Finkelstein goes on to use a piece painted by Andy Warhol in which he painted himself in six separate and differently colored panels being strangled by a pair of hands that were not his own. Finkelstein says that since the work was a self portrait and the hands do not belong to Warhol we must conclude that they represent a culture that commoditizes everyone of worth in order to put them on a shelf and sell them to the masses. He was little more than a “readily consumable commodity being choked by a society that transforms everyone into… object of amusement for others” (Finkelstien 180).

The society we live in today takes individuals from birth and socializes them into tragically star-crossed adults. At once they want to be their own person and to live an autonomous life free of “the man” lording over them but on the other side at the same time people want to fit in with the rest of society. The only way that they can show their autonomy is by choosing which pre-designed style to adopt and how deep into that style they can go. Not to mention the advertiser’s main concern which revolves around how much money any particular person is willing to pay to fit in with their group.

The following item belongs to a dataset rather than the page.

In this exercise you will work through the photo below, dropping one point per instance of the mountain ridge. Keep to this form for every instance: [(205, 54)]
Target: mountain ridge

In the clothing and accessory world of ads recently we see more and more women sexualized at younger and younger ages to shock the consumer into paying attention to ads. Often in conjunction with said immoral sexualization is a masculine form dominating the scene, usually standing above the woman. One ad even showed a woman at the bottom of a staircase with the man standing on the top landing looking down at her. The purpose of this gross moral practice is again shock value.

The average American sees literally thousands of ads every day and an advertiser will do anything he or she can to make his or her ad get noticed it the swarm. Besides clothing and style advertisements though there is the world of pharmaceutical marketing. Possibly one of the more malignant forms of manipulation in the media today is the ads put forth by these corporations. They use manipulative techniques like showing a sad exhausted migraine-afflicted mother unable to play with her children. They then offer an answer to her troubles.

Their medicine, it can cure her and allow her the family time she deserves. This type of familial psychological manipulation is highly prevalent in the magazine and television ads of today. The way we are contently afflicted by advertisements is not only an attack on our psyche but also our freedom. If one wanted to dress a way that had never ever been dressed before whether their reception was positive or negative they would doubtless at first be looked at askance for stepping outside of the social norm.

We have today a right to choose our identity but only as long as it fits snugly in a box pre-determined by the powers that be. Our freedom relies upon our ability to choose what we want when and how. And our freedom is limited not only by a complete lack of choices but even by a limitation of choices. Our freedom is impugned upon from the time we are young when we first begin to witness the swirling mass of advertisements and begin to be socialized and boxed in by them.